In the Volume Browser, navigate to /home/steam/server-files/R5/Saved/SaveProfiles/Default/RocksDB/<version>/Worlds/ and delete (or rename for backup) the world folder for the island ID listed in ServerDescription.json. Restart the application — the server will regenerate a fresh world on boot. To switch to a brand-new map without losing the old one, instead change WorldIslandId in ServerDescription.json to a new identifier and restart; the previous world stays in place under its old folder.


My server says it can't start — "AVX2 not supported"

The Windrose binary requires an AVX2-capable CPU. The marketplace template is sized to land on Flux nodes that meet this requirement, but if your primary instance ends up on a host without AVX2 the server will not start. Restart the application from Control → Local → Restart Application so Flux re-schedules onto a different node, or check the Instances tab and trigger a primary failover.
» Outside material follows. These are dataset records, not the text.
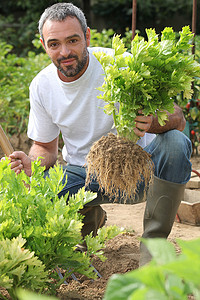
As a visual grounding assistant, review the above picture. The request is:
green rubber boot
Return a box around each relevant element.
[139,176,185,267]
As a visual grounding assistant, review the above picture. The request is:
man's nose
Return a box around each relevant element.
[60,44,71,56]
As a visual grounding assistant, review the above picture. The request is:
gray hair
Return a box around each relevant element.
[38,3,87,42]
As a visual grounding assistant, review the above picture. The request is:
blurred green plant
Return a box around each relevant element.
[0,42,50,135]
[103,239,200,300]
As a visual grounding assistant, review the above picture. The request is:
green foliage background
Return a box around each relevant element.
[0,29,200,135]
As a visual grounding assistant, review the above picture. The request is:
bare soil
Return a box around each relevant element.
[0,136,200,300]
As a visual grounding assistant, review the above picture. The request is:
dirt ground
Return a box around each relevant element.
[0,137,200,300]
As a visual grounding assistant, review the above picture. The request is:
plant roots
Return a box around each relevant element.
[86,133,154,202]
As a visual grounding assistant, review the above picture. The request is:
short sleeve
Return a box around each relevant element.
[27,80,60,143]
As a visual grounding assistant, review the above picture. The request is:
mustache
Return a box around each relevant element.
[57,54,78,63]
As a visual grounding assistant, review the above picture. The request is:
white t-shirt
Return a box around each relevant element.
[28,47,155,166]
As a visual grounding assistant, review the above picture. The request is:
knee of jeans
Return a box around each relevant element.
[157,130,192,159]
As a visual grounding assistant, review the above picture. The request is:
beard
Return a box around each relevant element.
[54,47,88,77]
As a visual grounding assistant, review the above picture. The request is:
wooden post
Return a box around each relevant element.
[132,0,137,39]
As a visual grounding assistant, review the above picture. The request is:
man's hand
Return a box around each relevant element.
[134,104,186,137]
[9,151,32,177]
[134,110,153,137]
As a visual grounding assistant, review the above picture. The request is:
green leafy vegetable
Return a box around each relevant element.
[94,26,200,142]
[0,159,120,278]
[0,235,48,299]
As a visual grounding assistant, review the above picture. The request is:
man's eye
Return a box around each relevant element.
[69,39,78,44]
[49,43,58,48]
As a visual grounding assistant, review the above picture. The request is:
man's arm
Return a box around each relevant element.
[9,137,58,176]
[134,104,186,137]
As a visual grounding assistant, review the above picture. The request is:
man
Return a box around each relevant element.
[10,3,191,265]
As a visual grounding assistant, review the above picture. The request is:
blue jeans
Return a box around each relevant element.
[49,130,192,205]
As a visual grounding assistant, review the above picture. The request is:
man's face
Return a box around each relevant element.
[42,17,90,82]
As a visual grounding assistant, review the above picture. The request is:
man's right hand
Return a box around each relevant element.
[9,151,32,177]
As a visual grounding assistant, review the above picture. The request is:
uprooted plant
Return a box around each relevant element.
[86,26,200,199]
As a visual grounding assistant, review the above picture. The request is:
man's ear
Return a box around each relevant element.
[86,27,90,47]
[40,37,46,51]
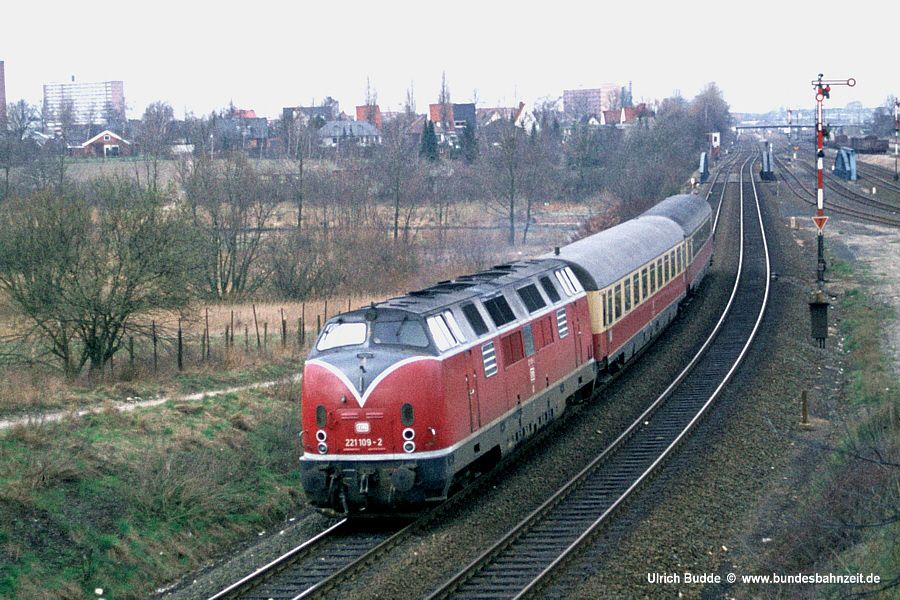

What happens if the primary server goes down?

If your current primary server becomes unavailable or experiences downtime, the standby instance automatically takes over as the new primary after a short delay. Your world saves, server configuration, and player data are preserved on the persistent volume, so the game resumes where you left off once the switch is complete. You can check which instance is currently the primary from your application's management panel under the Instances tab.

💡 Tip: If you connect via the app domain (your-app-domain.app.runonflux.io, no port suffix) instead of the raw IP, your client will keep reaching the correct primary automatically after a failover.


How can I update my game server to the latest version?

The indifferentbroccoli/windrose-server-docker:latest image runs SteamCMD with UPDATE_ON_START=true on every startup, so the server pulls the latest Windrose build on each boot. To update immediately, open Applications → Management, select your Windrose server, go to the Control tab, choose Local, and click Restart Application.


Are admin commands or RCON available?

The base Windrose dedicated server does not expose a built-in RCON or in-game admin command system at this stage of Early Access — moderation is currently limited to setting a server password and curating who you share it with. A third-party server enhancement called Windrose+ adds a web RCON dashboard, multipliers, and Lua mods, but it is not enabled in the FluxCloud Marketplace template. As Windrose's official server tooling matures the template will be updated to expose any new admin features.